McAfee on Thursday purchased Mountain View, Calif.-based data-loss prevention (DLP) provider Reconnex for $46 million.
Paul Proctor, research vice president at Gartner, told SCMagazineUS.com on Friday that the acquisition beefs up McAfee’s data security portfolio by adding content awareness.
“This is a big win for customers,” he said. “The impact is that McAfee needed to shore up their network functions and they needed to improve the detection functions of their endpoint capability and they had no discovery to speak of. They get all of those things with the Reconnex buy.”
Santa Clara, Calif.-based McAfee made a prior DLP purchase in 2006, when it picked up Onigma. That firm enabled users to write policies that would, for example, prohibit users from saving data to a flash drive, Proctor said. What Onigma couldn’t do – and what Reconnex can – is recognize sensitive data that might be leaving an organization.
Dave DeWalt, McAfee’s president and chief executive officer, said in a statement that protecting data is the No.1 priority of security professionals.
“We expect that this will enable us to leapfrog other data protection vendors and to reinforce our position as the largest dedicated security company,” he said.
The purchase reflects the continuing consolidation of the DLP sector, where bellwethers such as Symantec and Websense have already scooped up their own pure-plays, Proctor said.
“The market is now settling out,” he said. “The big players now have the right capabilities. They just have to integrate them.”

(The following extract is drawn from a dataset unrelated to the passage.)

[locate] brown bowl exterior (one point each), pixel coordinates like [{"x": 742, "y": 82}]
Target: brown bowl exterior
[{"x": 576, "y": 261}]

The company that stands to lose the most from Thursday’s news appears to be Trend Micro, who had been partnering with Reconnex through an original equipment manufacturer (OEM) agreement, Proctor said.
“[Trend’s] Provilla [line] provided endpoint functions for enforcing stuff and Reconnex supplied the intelligence for making decisions on sensitive data,” he said.
He added that losing Reconnex is going to force Trend to act, either by developing similar technology in house or possibly making an acquisition.
“They’re going to have to do something to remain competitive in this space,” Proctor said.
Trend suffered another setback earlier in the week, when competitor Sophos announced it was bidding $340 million to purchase endpoint encryption firm Utimaco. Utimaco is one of Trend’s largest resellers, Proctor said.
A Trend spokeswoman could not be reached for comment.